Histologic changes in glioblastoma microenvironment 10 d after ²²⁵Ac-E4G10 treatment. (A) Confocal immunofluorescence imaging of tumor sections co-stained for anti-CD31, anti-desmin, and anti–collagen IV. Overlay of all stains is presented, with colocalization of endothelial cells (red) and pericytes (green) in yellow and counterstaining with DAPI (blue). Scale bars are 20 μm. (B and C) Quantification of pericyte density (desmin normalized by DAPI) (B) and pericyte coverage of blood vessels (desmin normalized by CD31) (C). (D) Immunohistochemical staining for regulatory T cells. Arrows indicate FoxP3-positive cells. (E) Quantification of FoxP3-positive regulatory T cells. Scale bars are 100 μm (full panels) and 20 μm (inset panels). Representative images of treatment and control groups are shown in A and D; positively stained area was counted and calculated as percentage of whole-tumor section for quantifications shown in B, C, and E. Data are mean ± SEM. HSA = human serum albumin.

FIGURE 2.

Diffusion-weighted MRI study of vessel functionality after ²²⁵Ac-E4G10 treatment. (A) Representative MR images on day 10 after treatment: axial T2-weighted fast spin echo (left); corresponding echoplanar at b = 50 (predominantly perfusion) (middle); and echoplanar at b = 600 (predominantly diffusion) (right). Scale bars indicate relative intensities; dotted outline, tumor margin; solid arrow, tumor; and dashed arrows, water-filled phantom (measurement control). (B) Representative logarithmic plot of signal intensities of whole-tumor ROIs—plotted normalized to intensity at b = 0 and as natural logarithm (ln(S_b/S_b=0))—vs. measured b-values. Biexponential decay fitting of data (intravoxel incoherent motion, straight line) results in 2 slopes, D* (red line) and D (green line). ADC is derived by monoexponential decay fitting of data (dashed line). (C–E) Quantification of coefficients: ADC (C), D (D), and D* (E). Data are mean ± SEM.

FIGURE 3.

Dasatinib penetration of glioblastomas 10 d after ²²⁵Ac-E4G10 treatment. Representative axial whole-brain sections stained with hematoxylin and eosin are shown, with matching autoradiography of ¹⁴C-labeled dasatinib from mice treated with vehicle (n = 5) or ²²⁵Ac-E4G10 (n = 6). Arrows indicate tumor margins. Scale bar indicates relative intensities. Autoradiography data are quantified on right. Data are mean ± SEM of mean intensities of whole-tumor ROIs. ***P < 0.001.

FIGURE 4.

(A) Flow cytometry gating scheme to identify bone marrow EPCs in Ntva mice.
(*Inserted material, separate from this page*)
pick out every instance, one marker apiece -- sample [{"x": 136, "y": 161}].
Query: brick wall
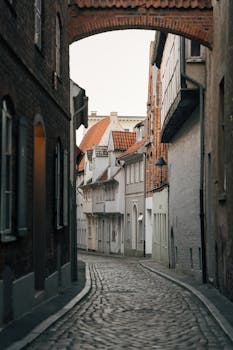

After gating out debris (panel 1) and cell doublets based on forward scatter (panel 2), population of live (DAPI-negative) TER 119–negative and CD11b-negative cells is selected (third panel) and identified as VEGF receptor 2–positive, c-kit–positive EPCs (red square, panel 4). (B and C) Pretreatment (B) and posttreatment (C) comparisons of EPC population between Ntva mice and controls. Data are mean ± SEM. FSC = forward scatter; SSC = side scatter.